What you will learn in PAIRS
Sustaining a pleasurable intimate relationship does not work by magic. It depends upon a set of skills and understanding that can be learned. We learned most of what we know about intimate relationships through our early experiences in our families. Our personal history has a great deal of influence on what happens in our current relationships - on our behavior, our feelings, our expectations. We can change these influences if we become aware of them and wish to. It is well worthwhile to sort through what we inherited, keeping what fits for today and changing what does not.
PAIRS Competencies are specific skills that you will learn from PAIRS. These competencies focus in three areas: 1) emotional literacy; 2) conjoint partner skills for building and maintaining intimacy; and 3) practical knowledge, strategies and attitudes for sustaining positive marriage and family life. You may click on the above links to see a listing of the skills taught in PAIRS.
The Goal of PAIRS is a relationship that both partners can live with joyfully. For this to happen, each partner must become able to identify his or her own feelings and needs, and learn to communicate them in such a way that they can get met. This means communicating one's needs and desires without making the other partner feel resentful, smothered, burdened, manipulated, or inadequate. Easily and fully meeting each others' needs is the foundation of intimacy, fulfillment, and happiness.
PAIRS teaches specific easily learnable tools for successful communication such as confiding, complaining, and clarifying and for effective problems solving such as managing anger, expressing anger safely, fighting fairly for change and eliminating dirty fighting.

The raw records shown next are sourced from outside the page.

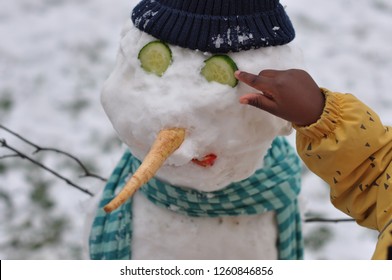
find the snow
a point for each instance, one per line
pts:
(54, 58)
(140, 104)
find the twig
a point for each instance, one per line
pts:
(3, 143)
(38, 149)
(321, 220)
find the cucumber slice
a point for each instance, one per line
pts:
(155, 57)
(220, 68)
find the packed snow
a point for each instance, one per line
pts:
(54, 58)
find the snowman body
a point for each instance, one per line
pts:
(140, 104)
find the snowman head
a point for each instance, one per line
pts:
(174, 73)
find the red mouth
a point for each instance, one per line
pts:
(206, 161)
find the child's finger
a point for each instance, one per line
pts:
(259, 101)
(255, 81)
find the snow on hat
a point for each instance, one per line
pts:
(216, 26)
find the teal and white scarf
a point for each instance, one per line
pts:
(273, 188)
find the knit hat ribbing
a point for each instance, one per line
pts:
(216, 26)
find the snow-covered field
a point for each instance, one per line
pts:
(54, 58)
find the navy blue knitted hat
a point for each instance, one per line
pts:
(216, 26)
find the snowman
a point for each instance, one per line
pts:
(203, 177)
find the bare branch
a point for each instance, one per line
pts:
(321, 220)
(4, 144)
(38, 149)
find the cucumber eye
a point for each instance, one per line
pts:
(155, 57)
(220, 68)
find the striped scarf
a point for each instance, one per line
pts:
(272, 188)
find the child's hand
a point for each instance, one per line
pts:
(292, 95)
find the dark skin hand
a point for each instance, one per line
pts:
(291, 94)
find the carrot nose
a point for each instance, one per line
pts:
(166, 143)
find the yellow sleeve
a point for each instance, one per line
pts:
(351, 150)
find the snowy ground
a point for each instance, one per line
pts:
(54, 57)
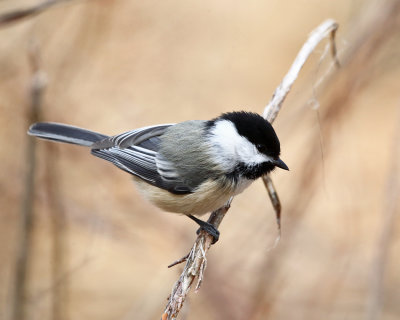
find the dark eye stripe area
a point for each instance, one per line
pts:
(257, 130)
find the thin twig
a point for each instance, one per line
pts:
(19, 14)
(272, 109)
(196, 260)
(194, 268)
(328, 27)
(38, 83)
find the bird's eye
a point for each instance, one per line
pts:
(261, 147)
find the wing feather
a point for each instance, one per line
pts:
(136, 152)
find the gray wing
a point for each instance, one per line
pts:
(136, 152)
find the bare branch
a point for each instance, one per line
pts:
(196, 260)
(38, 84)
(327, 27)
(195, 265)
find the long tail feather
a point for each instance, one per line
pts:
(65, 133)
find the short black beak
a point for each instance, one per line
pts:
(280, 164)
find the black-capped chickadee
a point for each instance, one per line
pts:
(192, 167)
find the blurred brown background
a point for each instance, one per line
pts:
(92, 248)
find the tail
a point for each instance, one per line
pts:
(65, 133)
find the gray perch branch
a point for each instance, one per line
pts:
(196, 260)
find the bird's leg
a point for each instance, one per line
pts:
(208, 227)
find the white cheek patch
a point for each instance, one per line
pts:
(233, 148)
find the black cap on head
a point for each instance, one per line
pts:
(257, 130)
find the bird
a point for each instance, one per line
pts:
(192, 167)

PAIRS also guides the vast deepening of self-knowledge and develops emotional literacy. PAIRS addresses pleasure and satisfaction by teaching skills to enhance bonding, sensuality and sexuality in marriage. PAIRS teaches a profound but simple model, the Relationship Roadmap, to understand relationship success and to understand relationship mishaps and know what to do about them. PAIRS teaches over 60 skills that, after PAIRS, become the participants' PAIRS Tool Box for ongoing relationship maintenance.